Cover Story

Radio Voice of Southwestern

After 46 years, KRVS moves into its new campus studio with the same old mission — to enlighten and entertain — and a plan to create a local news program. The Avocado Room high atop the well-built Hotel Builtwell will be closed for a while; at least until Lee Kleinpeter can get a handle on the logistics of the new studio housing 88.7 FM KRVS. Kleinpeter, one of the iconic personalities at the public radio station on the UL Lafayette campus, has been broadcasting from the famous Avocado Room for years. So all the people looking for tickets, and you know who you are, will have to wait.
 
The host of “Big Band Swings,” “Old Gold” and other KRVS programs is just one of the numerous KRVS employees adjusting to life in their new digs in the renovated Burke-Hawthorne Hall. 
 
“I think I’m building up my calves and my thighs with all this rolling around,” Kleinpeter jokes, noting how in the old editing rooms, all you had to do was swivel in your chair to reach all the equipment.
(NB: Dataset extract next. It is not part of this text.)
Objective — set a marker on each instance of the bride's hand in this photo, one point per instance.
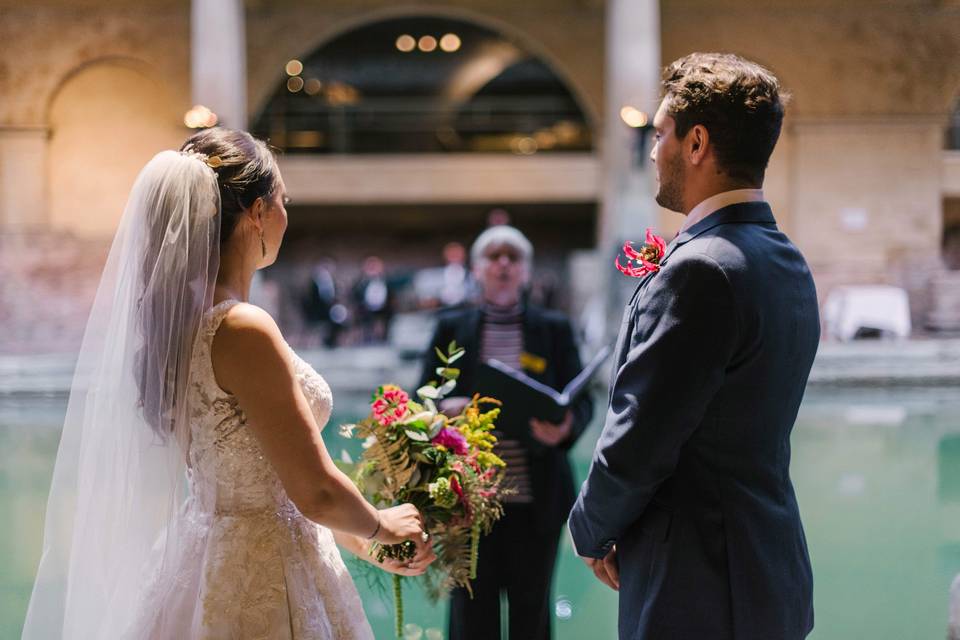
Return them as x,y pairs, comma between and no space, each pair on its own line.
399,523
412,567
Now you have to roll around the room to reach everything. “I think it’s good for my gut, too.”
 
But transition takes time, and a feeling-out process. Not every employee has a key, so that places a little stress on the producers to rearrange their schedule to put time in for their shows. “I’m more concerned sometimes about getting in here; I’m not putting enough emphasis on the creativity end of the show,” admits Kleinpeter, who lives in New Iberia and also works at 1240 AM KANE.
 
Music Director Cecil Doyle says there had been talk of getting a new station for years, and naturally he was excited at the prospect of moving into a building designed specifically to be a radio station. Both Doyle and Kleinpeter are currently pre-recording their shows during the drawn-out move into the new space. Kleinpeter acknowledges that he misses the live aspect of shows. “There is a groove,” he says, referring to the dynamic aspect of producing a live show. “It’s kind of like cooking, some people pinch rather than measure.” 
 
Only a few of the producers are putting on live shows. “Back when I first started, we didn’t have any sort of automated system at all, so all programs had to be live, which is why a few people, a few of us older people, are still doing them live,” Doyle says.

Disc jockey Raul Breaux, above, pumps out the blues every Friday. Chief Engineer Karl Fontenot makes sure the pumps work.

Photo by Robin May

Having been at KRVS since 1992, when he began as a sub-host for “Earth Beats,” Doyle has seen the growth of the station and, while he looks forward to playing with all of the toys in this new facility, his heart will always be with the old building. He spent a majority of the last 15 years of his life there. He also has embarked on a big undertaking: arranging the station’s massive library of more than 12,000 compact discs and vinyl albums. An archive room is finally available for the producers to store their music, but Kleinpeter says he is wary of leaving some of the more pricey items of his collection at the station, and he brings most of his material to and from work. 
 
And he has a massive collection.
 
Kleinpeter began working for KRVS around the summer of 1990, about the time he began frequenting garage sales and flea markets building up his collection. A local man brings him a stack of 45s every once in a while, from which he finds new pieces for his collection. 
 
Kleinpeter has backed off his pursuit of the rarities in recent months; he will never play every compact disc or album in his collection. He produces four shows (“Born on the Bayou” and “Dirty Rice” are the other two) and carries a different briefcase full of music for each one. 
 
Meanwhile, Doyle produces “Medicine Ball Caravan,” Jah-Mon,” “Afternoon Classics,” “Earth Beat,” and “Sounds Unusual.”
 
Both men’s on-air persona belies their actual physical appearances. 
 
Doyle is an unassuming figure with — on bad hair days— a Sideshow Bob hairstyle and an assiduous stare when working the microphone and sound board, his voice almost surreal when it is heard live. Kleinpeter, the more chimerical of the two, projects his booming voice from a body that should be about 100 pounds heavier to be able to produce such vocals; gray hair creeps in around the not-so-neatly-trimmed beard, Taco Bell crumbs dotting the landscape.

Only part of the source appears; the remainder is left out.